Deux jugements rendus sur accord la semaine dernière exposent les risques liés à la domiciliation de sociétés. Des risques de réputation pour le Luxembourg avant tout, car les opérateurs s’y retrouvent à bon compte. À commencer par le domiciliataire Alain H., inculpé, mais pas condamné, à l’inverse de la société qu’il dirige, Hoche Partners Corporate Services qui doit payer 85 000 euros.
L’affaire au fond est celle d’une arnaque fiscale d’une valeur de 1,7 milliard d’euros. C’est le montant que le Danemark estime avoir perdu (équivalant à 0,5 pour cent de son PIB) via la fraude dite Cum-Ex orchestrée par l’ancien trader britannique Sanjay Shah et son groupe Solo Capital Partners. L’astuce ? Des opérateurs financiers s’échangent des actions autour de la date de versement de dividende, sur lequel est appliqué un prélèvement à la source, puis le groupe Solo demande le remboursement d’un prétendu trop-imposé alors qu’il n’a rien payé.

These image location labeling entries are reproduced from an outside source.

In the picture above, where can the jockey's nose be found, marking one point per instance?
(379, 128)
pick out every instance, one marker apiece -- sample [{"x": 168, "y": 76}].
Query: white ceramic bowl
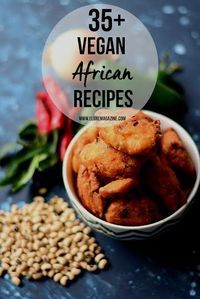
[{"x": 132, "y": 232}]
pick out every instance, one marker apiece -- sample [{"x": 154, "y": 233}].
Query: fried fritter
[
  {"x": 137, "y": 135},
  {"x": 176, "y": 153},
  {"x": 108, "y": 162},
  {"x": 117, "y": 187},
  {"x": 88, "y": 187},
  {"x": 88, "y": 136},
  {"x": 162, "y": 181},
  {"x": 133, "y": 210}
]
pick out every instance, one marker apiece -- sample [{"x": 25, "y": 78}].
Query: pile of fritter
[{"x": 131, "y": 173}]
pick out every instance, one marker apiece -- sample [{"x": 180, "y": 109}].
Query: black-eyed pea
[
  {"x": 78, "y": 237},
  {"x": 53, "y": 249},
  {"x": 70, "y": 275},
  {"x": 16, "y": 280},
  {"x": 87, "y": 230},
  {"x": 30, "y": 261},
  {"x": 68, "y": 257},
  {"x": 57, "y": 266},
  {"x": 51, "y": 255},
  {"x": 43, "y": 250},
  {"x": 91, "y": 240},
  {"x": 83, "y": 248},
  {"x": 60, "y": 252},
  {"x": 78, "y": 257},
  {"x": 53, "y": 261},
  {"x": 36, "y": 266},
  {"x": 57, "y": 277},
  {"x": 75, "y": 271},
  {"x": 74, "y": 251},
  {"x": 75, "y": 229},
  {"x": 51, "y": 273},
  {"x": 99, "y": 257},
  {"x": 61, "y": 260},
  {"x": 46, "y": 266},
  {"x": 102, "y": 264},
  {"x": 37, "y": 276},
  {"x": 91, "y": 268},
  {"x": 83, "y": 264},
  {"x": 63, "y": 280}
]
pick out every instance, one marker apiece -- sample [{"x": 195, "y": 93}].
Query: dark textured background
[{"x": 168, "y": 268}]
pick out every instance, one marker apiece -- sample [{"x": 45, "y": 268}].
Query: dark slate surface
[{"x": 167, "y": 268}]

L’arnaque a été mise en œuvre entre 2012 et 2015. Les autorités danoises ont alors identifié cette « fraude historique » par son ampleur, comme l’a qualifiée la presse danoise dès novembre 2015 (Politiken). La société luxembourgeoise Aesa était dès lors référencée comme la tête du groupe. L’épouse de Sanjay Shah en a été l’administratrice et l’homme d’affaires anglo-indien en est toujours le bénéficiaire unique, constate-t-on au registre de commerce. Dès 2015, les journaux danois ont documenté des transferts de fonds entre de multiples juridictions et jusqu’au Grand-Duché sur les comptes en banques (notamment) d’Aesa et d’un autre véhicule luxembourgeois, Trillium Capital. Une petite banque allemande contrôlée par Sanjay Shah, Varengold, a participé à de gros transferts. Idem dans la presse internationale. Le 4 novembre 2015, le Financial times a fait état de perquisitions de la National Crime Agency à Londres, chez Sanjay Shah et dans ses bureaux.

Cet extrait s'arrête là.